SÃO CARLOS, SP (FOLHAPRESS) – As interações entre os neandertais e os primeiros seres humanos de anatomia moderna (Homo sapiens) poderiam ser descritas como o mais longo namoro-ioiô da história. Teriam acontecido ao menos três fases de acasalamento e afastamento entre as espécies ao longo de 200 mil anos, indica um novo estudo.
Nessas idas e vindas, a nossa espécie incorporou DNA neandertal em seu genoma, mas os neandertais também assimilaram material genético do H. sapiens, e isso só parou de acontecer quando a população deles ficou pequena demais, prefigurando seu desaparecimento.
A nova análise sobre os episódios de hibridização entre os dois tipos de humanos foi publicada no último dia 12 no periódico especializado Science. Coordenado por Joshua Akey, da Universidade de Princeton (EUA), o trabalho usou uma série de métodos estatísticos para investigar principalmente a incorporação de DNA de humanos modernos no material genético neandertal.
Esse lado da moeda é relativamente menos conhecido do que a sobrevivência de genes neandertais nas células de pessoas vivas hoje, algo confirmado desde 2010 nas populações não africanas. Os ancestrais de europeus, asiáticos e nativos das Américas e da Oceania se encontraram com o Homo neanderthalensis, então o principal hominínio (membro do grupo dos seres humanos) a habitar o Velho Mundo, quando deixaram seu berço na África.
Foi então que começaram a acontecer cruzamentos entre as espécies, e faz sentido que a mestiçagem deixasse marcas genéticas em ambas. Para tentar entender o lado dos neandertais nessa história, Akey e seus colegas se valeram do fato de que, até onde sabemos, a população do H. sapiens era consideravelmente mais numerosa que a dos neandertais, o que traz repercussões para a diversidade do DNA.
Ocorre que, grosso modo, quanto maior a população, mais cópias do genoma são produzidas, e maior a chance de que erros nesse processo de cópia produzam variantes de DNA. A variabilidade, portanto, deveria ser maior na população de humanos de anatomia moderna, mais numerosa, do que na dos neandertais.
Com base nessa lógica, Akey e seus colaboradores vasculharam os genomas neandertais já “lidos” até hoje em busca de regiões ricas em variabilidade genética para ser mais exato, as que apresentam duas versões diferentes do mesmo gene, uma oriunda do pai e outra da mãe do indivíduo.
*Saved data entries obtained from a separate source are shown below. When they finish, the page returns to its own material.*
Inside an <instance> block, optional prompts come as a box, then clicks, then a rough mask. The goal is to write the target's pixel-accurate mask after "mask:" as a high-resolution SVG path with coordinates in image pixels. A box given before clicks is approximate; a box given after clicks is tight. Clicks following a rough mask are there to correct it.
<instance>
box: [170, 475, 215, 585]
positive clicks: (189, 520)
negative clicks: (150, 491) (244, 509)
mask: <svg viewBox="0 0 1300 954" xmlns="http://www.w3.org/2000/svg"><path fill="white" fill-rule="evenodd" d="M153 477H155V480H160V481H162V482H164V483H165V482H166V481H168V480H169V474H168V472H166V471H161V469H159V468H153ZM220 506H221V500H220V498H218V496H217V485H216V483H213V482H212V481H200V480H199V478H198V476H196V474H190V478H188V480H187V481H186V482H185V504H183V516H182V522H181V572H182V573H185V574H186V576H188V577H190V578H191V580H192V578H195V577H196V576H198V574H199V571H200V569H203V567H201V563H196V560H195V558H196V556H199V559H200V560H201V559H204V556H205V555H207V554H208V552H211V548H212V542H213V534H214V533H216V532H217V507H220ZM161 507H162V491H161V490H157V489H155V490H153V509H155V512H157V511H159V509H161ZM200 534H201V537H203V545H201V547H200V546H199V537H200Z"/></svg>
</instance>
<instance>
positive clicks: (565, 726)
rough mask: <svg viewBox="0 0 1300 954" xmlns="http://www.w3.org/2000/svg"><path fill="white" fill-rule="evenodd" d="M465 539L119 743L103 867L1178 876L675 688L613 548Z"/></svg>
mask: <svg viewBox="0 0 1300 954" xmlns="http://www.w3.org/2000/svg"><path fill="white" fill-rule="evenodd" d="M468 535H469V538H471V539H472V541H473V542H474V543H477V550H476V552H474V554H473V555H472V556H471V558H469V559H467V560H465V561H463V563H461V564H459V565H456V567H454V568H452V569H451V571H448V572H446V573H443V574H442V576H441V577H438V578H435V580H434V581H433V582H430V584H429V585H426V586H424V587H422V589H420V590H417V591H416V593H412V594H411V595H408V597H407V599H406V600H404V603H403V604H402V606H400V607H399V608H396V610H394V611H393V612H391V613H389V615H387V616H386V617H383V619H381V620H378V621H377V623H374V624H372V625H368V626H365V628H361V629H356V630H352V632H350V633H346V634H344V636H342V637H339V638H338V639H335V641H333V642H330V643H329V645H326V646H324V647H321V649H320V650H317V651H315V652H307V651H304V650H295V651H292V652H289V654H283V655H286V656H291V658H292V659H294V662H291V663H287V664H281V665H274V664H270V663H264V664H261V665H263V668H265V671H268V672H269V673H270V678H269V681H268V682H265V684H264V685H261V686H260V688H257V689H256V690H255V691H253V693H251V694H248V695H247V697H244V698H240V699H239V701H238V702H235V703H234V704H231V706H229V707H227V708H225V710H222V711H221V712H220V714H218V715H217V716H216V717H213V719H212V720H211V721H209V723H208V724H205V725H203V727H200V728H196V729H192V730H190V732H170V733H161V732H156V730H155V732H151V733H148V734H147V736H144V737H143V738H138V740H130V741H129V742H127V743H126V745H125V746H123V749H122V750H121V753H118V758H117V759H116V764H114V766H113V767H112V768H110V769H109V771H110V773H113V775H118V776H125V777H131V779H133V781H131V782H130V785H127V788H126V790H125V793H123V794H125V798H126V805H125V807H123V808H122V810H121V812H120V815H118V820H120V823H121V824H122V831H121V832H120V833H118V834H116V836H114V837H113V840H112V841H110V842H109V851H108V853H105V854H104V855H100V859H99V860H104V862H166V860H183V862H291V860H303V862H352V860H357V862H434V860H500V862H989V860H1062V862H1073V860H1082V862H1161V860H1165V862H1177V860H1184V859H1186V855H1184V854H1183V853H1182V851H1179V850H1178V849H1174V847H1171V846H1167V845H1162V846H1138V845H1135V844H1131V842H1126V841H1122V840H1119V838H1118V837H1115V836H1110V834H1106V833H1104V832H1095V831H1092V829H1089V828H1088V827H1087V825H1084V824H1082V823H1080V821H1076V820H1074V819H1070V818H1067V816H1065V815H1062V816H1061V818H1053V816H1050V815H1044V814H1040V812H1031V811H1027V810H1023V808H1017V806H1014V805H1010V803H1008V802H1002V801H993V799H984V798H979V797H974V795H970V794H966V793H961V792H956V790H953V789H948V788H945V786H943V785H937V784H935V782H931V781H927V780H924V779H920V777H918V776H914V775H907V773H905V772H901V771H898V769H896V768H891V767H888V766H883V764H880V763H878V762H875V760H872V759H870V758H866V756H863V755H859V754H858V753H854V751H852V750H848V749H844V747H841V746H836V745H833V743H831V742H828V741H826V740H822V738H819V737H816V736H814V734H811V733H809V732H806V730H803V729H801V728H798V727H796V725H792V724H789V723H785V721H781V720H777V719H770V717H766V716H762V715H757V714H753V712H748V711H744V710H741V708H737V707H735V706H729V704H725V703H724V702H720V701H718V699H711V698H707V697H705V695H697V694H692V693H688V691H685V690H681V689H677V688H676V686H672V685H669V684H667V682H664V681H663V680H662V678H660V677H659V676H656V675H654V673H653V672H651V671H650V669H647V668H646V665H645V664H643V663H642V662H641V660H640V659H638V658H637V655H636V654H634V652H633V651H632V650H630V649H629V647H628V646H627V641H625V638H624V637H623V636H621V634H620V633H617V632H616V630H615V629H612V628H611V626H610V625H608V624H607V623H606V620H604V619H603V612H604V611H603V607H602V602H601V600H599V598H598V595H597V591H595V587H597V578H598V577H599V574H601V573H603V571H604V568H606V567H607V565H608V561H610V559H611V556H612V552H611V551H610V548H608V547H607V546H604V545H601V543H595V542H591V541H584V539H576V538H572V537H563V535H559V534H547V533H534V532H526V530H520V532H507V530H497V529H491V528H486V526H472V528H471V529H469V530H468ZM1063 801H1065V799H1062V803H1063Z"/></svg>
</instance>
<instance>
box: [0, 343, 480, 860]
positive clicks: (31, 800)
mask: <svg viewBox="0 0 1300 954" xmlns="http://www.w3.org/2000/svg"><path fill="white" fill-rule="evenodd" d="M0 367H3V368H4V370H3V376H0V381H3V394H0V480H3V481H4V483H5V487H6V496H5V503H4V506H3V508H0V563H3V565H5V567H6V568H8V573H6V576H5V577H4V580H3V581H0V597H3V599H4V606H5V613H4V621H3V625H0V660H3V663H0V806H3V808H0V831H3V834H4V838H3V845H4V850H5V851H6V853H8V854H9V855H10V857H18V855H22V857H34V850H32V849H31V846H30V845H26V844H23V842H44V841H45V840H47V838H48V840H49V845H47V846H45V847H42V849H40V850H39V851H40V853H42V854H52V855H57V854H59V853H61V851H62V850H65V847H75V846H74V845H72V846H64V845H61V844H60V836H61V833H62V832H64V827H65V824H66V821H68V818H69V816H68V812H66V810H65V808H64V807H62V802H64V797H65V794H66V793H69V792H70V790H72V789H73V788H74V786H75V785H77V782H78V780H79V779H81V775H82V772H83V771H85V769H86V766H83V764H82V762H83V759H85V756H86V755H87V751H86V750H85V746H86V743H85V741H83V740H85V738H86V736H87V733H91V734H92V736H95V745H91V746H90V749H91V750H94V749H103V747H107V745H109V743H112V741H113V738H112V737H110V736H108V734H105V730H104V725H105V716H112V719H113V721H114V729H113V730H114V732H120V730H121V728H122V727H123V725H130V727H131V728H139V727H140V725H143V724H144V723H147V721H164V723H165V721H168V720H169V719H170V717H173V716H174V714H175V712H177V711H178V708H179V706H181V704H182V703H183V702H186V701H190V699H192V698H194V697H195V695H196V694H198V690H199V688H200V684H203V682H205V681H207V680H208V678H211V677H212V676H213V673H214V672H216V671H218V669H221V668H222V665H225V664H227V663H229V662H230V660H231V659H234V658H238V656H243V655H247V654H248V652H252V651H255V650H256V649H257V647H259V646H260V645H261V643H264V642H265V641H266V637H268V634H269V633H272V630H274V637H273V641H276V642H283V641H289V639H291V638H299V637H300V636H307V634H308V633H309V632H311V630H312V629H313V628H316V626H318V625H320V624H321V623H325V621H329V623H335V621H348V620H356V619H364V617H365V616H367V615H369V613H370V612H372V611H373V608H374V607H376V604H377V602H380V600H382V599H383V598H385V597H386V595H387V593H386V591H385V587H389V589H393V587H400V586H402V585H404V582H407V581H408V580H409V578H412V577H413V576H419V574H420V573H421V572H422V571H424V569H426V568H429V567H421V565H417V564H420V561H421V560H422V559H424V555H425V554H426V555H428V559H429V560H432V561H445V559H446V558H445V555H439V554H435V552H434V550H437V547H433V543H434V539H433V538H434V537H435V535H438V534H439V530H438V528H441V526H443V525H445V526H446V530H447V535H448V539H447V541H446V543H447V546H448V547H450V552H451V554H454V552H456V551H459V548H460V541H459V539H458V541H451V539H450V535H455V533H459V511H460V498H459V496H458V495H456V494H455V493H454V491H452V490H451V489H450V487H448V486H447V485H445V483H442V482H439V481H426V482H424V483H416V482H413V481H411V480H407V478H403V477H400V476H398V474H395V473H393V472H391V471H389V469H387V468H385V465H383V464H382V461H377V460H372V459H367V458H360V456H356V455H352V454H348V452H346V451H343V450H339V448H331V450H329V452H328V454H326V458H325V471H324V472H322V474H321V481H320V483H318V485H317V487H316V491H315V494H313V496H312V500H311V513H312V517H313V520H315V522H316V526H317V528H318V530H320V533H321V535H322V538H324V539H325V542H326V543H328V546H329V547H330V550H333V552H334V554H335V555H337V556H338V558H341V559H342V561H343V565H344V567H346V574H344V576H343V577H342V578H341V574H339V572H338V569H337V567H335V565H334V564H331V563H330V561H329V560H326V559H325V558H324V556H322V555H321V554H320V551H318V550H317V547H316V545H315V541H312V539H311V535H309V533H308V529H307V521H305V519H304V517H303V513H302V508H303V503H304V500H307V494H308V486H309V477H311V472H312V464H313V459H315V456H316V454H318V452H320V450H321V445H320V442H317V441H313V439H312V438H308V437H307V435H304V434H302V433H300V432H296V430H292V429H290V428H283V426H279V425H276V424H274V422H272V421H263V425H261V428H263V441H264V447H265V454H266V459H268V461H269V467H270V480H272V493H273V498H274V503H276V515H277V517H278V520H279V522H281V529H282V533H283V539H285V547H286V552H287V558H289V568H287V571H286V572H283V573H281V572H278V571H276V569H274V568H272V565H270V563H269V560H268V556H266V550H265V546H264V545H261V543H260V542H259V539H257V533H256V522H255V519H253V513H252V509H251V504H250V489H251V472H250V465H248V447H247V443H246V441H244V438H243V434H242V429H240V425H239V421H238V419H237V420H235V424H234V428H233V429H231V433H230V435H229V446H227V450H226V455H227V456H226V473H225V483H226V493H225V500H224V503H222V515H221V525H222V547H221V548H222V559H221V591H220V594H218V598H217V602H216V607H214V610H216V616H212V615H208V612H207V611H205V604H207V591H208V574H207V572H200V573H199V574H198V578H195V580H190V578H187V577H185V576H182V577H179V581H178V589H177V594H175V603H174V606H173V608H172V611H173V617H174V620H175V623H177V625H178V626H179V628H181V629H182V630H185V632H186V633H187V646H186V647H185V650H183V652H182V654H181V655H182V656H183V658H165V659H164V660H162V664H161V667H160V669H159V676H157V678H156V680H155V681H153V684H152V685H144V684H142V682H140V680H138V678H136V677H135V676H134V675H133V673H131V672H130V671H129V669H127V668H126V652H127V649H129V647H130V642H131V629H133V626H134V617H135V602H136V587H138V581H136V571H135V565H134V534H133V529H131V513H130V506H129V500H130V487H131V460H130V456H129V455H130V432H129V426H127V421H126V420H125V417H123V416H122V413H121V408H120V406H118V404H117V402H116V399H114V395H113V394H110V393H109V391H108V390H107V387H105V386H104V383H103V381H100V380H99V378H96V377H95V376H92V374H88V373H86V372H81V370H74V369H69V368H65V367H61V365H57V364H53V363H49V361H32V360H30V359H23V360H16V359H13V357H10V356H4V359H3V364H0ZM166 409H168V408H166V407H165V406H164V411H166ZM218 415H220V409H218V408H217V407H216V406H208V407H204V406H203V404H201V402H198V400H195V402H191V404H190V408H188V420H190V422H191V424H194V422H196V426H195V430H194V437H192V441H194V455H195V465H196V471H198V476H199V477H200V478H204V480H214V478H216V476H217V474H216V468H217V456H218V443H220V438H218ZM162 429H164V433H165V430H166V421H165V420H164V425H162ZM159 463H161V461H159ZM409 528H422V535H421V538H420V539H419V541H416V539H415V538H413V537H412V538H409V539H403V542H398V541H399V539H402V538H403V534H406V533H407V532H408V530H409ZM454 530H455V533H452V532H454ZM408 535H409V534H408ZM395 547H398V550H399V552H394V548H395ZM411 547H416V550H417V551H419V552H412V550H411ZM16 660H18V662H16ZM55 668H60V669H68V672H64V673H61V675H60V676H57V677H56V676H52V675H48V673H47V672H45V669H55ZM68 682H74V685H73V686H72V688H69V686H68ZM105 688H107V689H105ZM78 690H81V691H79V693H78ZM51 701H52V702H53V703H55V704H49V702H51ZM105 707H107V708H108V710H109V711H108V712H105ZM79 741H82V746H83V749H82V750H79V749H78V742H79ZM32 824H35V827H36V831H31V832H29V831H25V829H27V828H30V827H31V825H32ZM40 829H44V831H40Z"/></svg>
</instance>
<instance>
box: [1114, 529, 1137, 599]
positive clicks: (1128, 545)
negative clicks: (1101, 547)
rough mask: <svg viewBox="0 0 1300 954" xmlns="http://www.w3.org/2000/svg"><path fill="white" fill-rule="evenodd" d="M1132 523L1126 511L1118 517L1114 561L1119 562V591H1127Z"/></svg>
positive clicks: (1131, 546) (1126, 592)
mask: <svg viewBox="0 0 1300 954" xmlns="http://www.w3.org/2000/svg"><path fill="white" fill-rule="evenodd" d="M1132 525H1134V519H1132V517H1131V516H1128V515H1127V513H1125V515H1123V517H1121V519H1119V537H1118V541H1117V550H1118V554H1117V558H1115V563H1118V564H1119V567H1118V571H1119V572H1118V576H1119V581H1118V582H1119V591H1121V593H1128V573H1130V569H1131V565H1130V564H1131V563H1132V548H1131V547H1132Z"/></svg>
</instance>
A ideia é que tais áreas poderiam ter sido herdadas de pessoas da nossa espécie, e, para confirmar isso, os pesquisadores compararam o DNA dos humanos arcaicos com o de milhares de pessoas de hoje. E, de fato, parece que é realmente isso o que aconteceu, levando os cientistas a calcularem que entre 2,5% e 3,7% do genoma neandertal conhecido hoje se originou, na verdade, no H. sapiens. Trata-se, inclusive, de uma porcentagem ligeiramente superior à do DNA neandertal na maioria das pessoas de hoje (cerca de 2%).
A equipe de Princeton estima que os nossos primos arcaicos “ganharam” essa contribuição genética moderna em dois episódios de hibridização, um há cerca de 200 mil anos e outro há 100 mil anos bem antes, portanto, da verdadeira fase de expansão do H. sapiens da África para os demais continentes. Devem ter sido encontros em locais como o Oriente Médio, onde as distribuições geográficas originais das duas espécies se “encostavam”.
Os dados também sugerem que, perto do momento da extinção dos neandertais, há cerca de 40 mil anos, esse chamado fluxo gênico (ou seja, a transferência de variabilidade genética de um grupo para outro) dos humanos modernos para os neandertais tinha parado totalmente.
Isso provavelmente significa que a população neandertal era tão pequena que estava sendo completamente absorvida pela crescente população de H. sapiens.